Cosa ne pensa invece delle perimplantiti: sono davvero un’emergenza?
Sono un problema serio e reale, ma con un’incidenza per fortuna non così catastrofica come è stato detto: i numeri, oggi disponibili, infatti, smentiscono le affermazioni allarmistiche su questa complicanza nata in seguito all’impiego di impianti con superfici modificate, più ruvide, quelle considerate più adatte all’osteointegrazione. Oggi le aziende si stanno muovendo per cercare di risolvere questo problema, perché come sappiamo le infezione batteriche negli impianti sono difficili da debellare e possono avere conseguenze molto gravi.
Qual è, a suo avviso, il livello di competenza medio della classe odontoiatrica e qual è il profilo del professionista che si avvicina oggi all’implantologia?
Da quando è stato istituito il Corso di Laurea in Odontoiatria e Protesi Dentaria, il livello medio si è elevato tanto ed oggi è in linea con quello degli altri paesi europei, senza considerare le eccellenza. I clinici italiani di determinate discipline vengono invitati in tutto il mondo perché considerati tra i migliori professionisti del settore; poi, ovviamente, seppur in minor misura rispetto al passato, ci sono anche gli incompetenti, ma questo è quanto accade un po’ in tutti i settori. Chi si avvicina all’implantologia oggi? Mentre una volta era il dentista generico che voleva imparare questa nuova disciplina, oggi i discenti sono soprattutto professionisti già con esperienza che desiderano fare un salto di qualità, che vogliono acquisire tecniche più sofisticate come quelle rigenerative, oppure continuare a utilizzare le tecniche standard ma con maggiore padronanza e sicurezza.
Cosa consiglia ai giovani odontoiatri?
Di restare in Italia per imparare davvero il mestiere e in particolare l’implantologia. In campo odontoiatrico la situazione in questi anni si è davvero capovolta: oggi il nostro Paese offre ottime opportunità di formazione post-laurea: ci sono corsi di aggiornamento e master universitari di alto livello, ma anche corsi privati organizzati da medici ed odontoiatri tra i migliori al mondo.
Per concludere, cosa vede nel futuro dell’odontoiatria italiana?
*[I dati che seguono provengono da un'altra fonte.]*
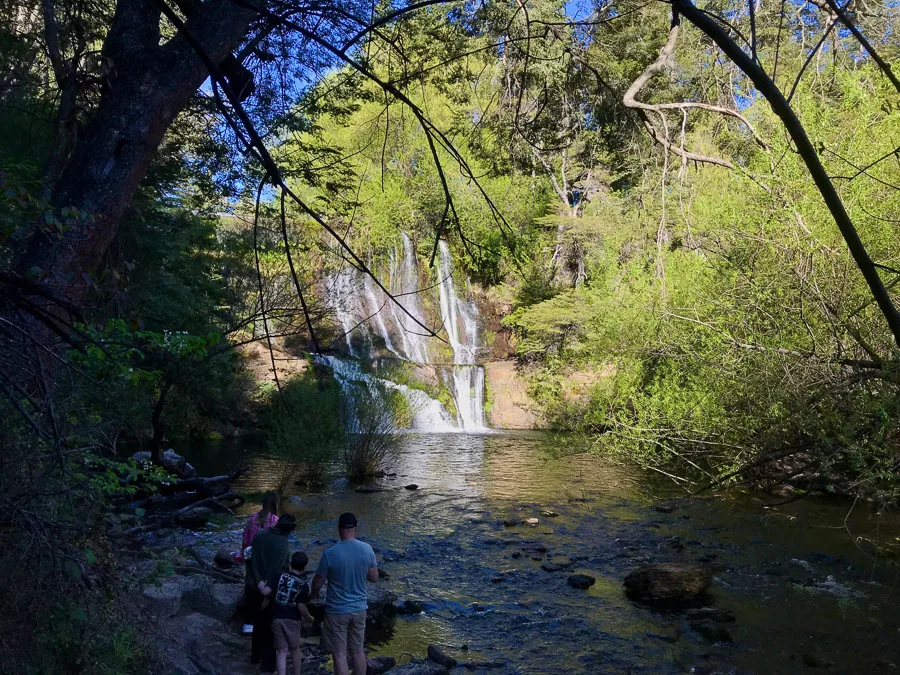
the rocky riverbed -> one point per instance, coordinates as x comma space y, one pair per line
508, 560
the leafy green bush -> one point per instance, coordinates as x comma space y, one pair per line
304, 425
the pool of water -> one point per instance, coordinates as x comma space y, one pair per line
801, 579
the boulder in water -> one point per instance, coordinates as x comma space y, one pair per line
668, 582
436, 655
195, 518
380, 664
581, 581
711, 613
370, 489
712, 631
420, 668
410, 607
224, 559
382, 607
170, 461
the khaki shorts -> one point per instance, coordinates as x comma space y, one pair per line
344, 633
286, 633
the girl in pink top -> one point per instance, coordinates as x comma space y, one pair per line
263, 520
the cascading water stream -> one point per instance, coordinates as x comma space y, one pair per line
459, 318
364, 312
427, 414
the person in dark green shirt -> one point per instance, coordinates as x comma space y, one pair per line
270, 555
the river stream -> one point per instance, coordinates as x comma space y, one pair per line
798, 577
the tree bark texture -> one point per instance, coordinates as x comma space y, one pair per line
150, 84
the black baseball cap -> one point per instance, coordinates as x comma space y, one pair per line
346, 521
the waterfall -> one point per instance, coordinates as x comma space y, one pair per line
364, 312
427, 414
459, 318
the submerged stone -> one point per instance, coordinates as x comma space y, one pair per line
668, 582
581, 581
436, 655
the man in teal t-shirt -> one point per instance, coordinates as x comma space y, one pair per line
346, 567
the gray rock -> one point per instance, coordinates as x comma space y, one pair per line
194, 518
223, 558
410, 607
668, 582
581, 581
712, 613
420, 668
220, 601
382, 606
712, 631
171, 462
380, 664
162, 601
436, 655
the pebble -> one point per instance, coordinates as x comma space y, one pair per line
581, 581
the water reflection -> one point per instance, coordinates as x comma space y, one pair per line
796, 582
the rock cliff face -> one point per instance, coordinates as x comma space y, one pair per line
510, 407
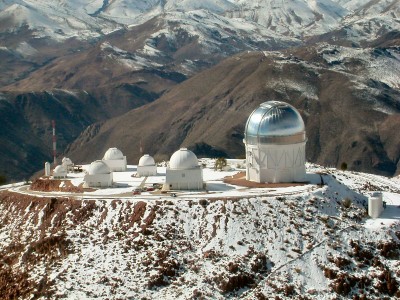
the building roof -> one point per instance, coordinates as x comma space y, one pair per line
183, 159
275, 122
146, 160
59, 170
99, 167
113, 154
67, 161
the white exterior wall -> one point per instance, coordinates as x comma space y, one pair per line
276, 163
147, 170
189, 179
98, 180
375, 205
116, 165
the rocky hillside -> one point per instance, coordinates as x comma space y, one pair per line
309, 245
335, 88
124, 54
26, 135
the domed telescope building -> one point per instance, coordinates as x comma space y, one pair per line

È difficile dirlo perché l’odontoiatria è sicuramente condizionata dalla crisi economica attuale che ha investito tutti i settori, riducendo la capacità di spesa dei cittadini. In questo momento i dentisti sembrano molto spaventati. Lo constatiamo anche noi che ci occupiamo di formazione. Si incontrano difficoltà nell’organizzare corsi e congressi: nell’arco di quest’ultimo anno, ad esempio, c’è stato un notevole decremento dell’affluenza che, a mio avviso, però, non può essere imputato solo ad una questione monetaria. A condizionare i comportamenti degli odontoiatri gioca un ruolo importante anche l’aspetto psicologico. I media, poi, fanno la loro parte di terrorismo psicologico. Il risultato è che le persone, impaurite, investono meno nella propria professione e nella cultura e forse questo è un errore.